If a dataframe is passed, the view_name is expected, as the dataframe will be saved as a global temporary view.
If the dataframe is to be saved, table_name is expected. If a table_name is passed, it is MANDATORY to set adls_name, container and schema. schema_suffix can be avoided, but will be handled with those configurations.
launch_reference, scala_run_id and other_conf are optional, and if missing will be ignored.
Args
spark
:SparkSession
- current spark session.
sdf
:Optional[DataFrame]
, optional- dataframe to save as a temporary view. Defaults to None.
view_name
:Optional[str]
, optional- view name for the dataframe; unused if sdf is not provided. Defaults to None.
select_cols
:Optional[List[str]]
, optional- columns to keep from sdf; unused if sdf is not provided. Defaults to None.
round
:bool
, optional- whether to round double columns in sdf; unused if sdf is not provided. Defaults to False.
table_name
:Optional[str]
, optional- name of the table where data in sdf will be saved. Defaults to None.
adls_name
:Optional[str]
, optional- name of the datalake holding the container, schema and table where data in sdf will be written; unused if table_name is not provided. Defaults to None.
container
:Optional[str]
, optional- name of the container holding schema and table where data in sdf will be written; unused if table_name is not provided. Defaults to None.
schema
:Optional[str]
, optional- schema holding the table where data in sdf will be written; unused if table_name is not provided. Defaults to None.

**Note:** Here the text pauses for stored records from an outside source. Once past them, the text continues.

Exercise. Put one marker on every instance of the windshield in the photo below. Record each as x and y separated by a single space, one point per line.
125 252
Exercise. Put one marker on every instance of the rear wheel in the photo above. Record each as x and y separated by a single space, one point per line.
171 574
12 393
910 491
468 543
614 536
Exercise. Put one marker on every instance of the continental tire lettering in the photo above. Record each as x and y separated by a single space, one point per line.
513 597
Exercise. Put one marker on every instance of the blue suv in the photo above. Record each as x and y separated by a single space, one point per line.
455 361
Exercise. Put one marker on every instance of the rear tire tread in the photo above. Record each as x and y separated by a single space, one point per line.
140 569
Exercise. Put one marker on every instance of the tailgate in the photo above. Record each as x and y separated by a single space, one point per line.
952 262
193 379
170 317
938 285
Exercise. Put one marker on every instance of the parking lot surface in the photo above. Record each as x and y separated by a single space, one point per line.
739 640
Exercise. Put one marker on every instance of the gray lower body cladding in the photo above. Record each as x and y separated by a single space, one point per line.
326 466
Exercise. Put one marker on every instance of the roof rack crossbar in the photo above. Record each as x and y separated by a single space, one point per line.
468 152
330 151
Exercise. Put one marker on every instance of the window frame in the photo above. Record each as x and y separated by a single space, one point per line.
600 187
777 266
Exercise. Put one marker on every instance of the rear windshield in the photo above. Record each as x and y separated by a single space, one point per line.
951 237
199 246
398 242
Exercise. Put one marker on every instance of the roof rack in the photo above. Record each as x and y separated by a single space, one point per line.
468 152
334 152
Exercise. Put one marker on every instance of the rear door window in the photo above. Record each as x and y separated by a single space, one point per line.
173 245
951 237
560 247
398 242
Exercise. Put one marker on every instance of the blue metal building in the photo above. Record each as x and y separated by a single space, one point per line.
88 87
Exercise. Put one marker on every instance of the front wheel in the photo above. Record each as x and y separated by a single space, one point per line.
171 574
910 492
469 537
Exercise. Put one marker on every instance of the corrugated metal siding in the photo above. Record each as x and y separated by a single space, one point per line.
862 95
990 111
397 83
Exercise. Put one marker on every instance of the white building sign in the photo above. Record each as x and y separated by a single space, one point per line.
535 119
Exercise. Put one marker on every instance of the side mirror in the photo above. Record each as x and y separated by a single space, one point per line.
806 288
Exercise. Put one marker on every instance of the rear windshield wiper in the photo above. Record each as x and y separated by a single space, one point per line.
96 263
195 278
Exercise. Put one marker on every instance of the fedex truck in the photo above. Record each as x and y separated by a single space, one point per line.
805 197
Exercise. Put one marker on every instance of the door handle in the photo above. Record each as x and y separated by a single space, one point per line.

- schema_suffix (Optional[Literal["_of", "_oi", ""]], optional): schema suffix; unused if table_name is not provided. Defaults to None.
launch_reference
:Optional[str]
, optional- current launch reference. Defaults to None.
scala_run_id
:Optional[str]
, optional- run id for the scala writing. Defaults to None.
other_conf
:Optional[Dict[str, Any]]
, optional- optional configurations. Defaults to None.
Raises
ValueError
- if an sdf is passed, a view_name must be provided.
ValueError
- if table_name is provided, also adls_name, container and schema must be provided.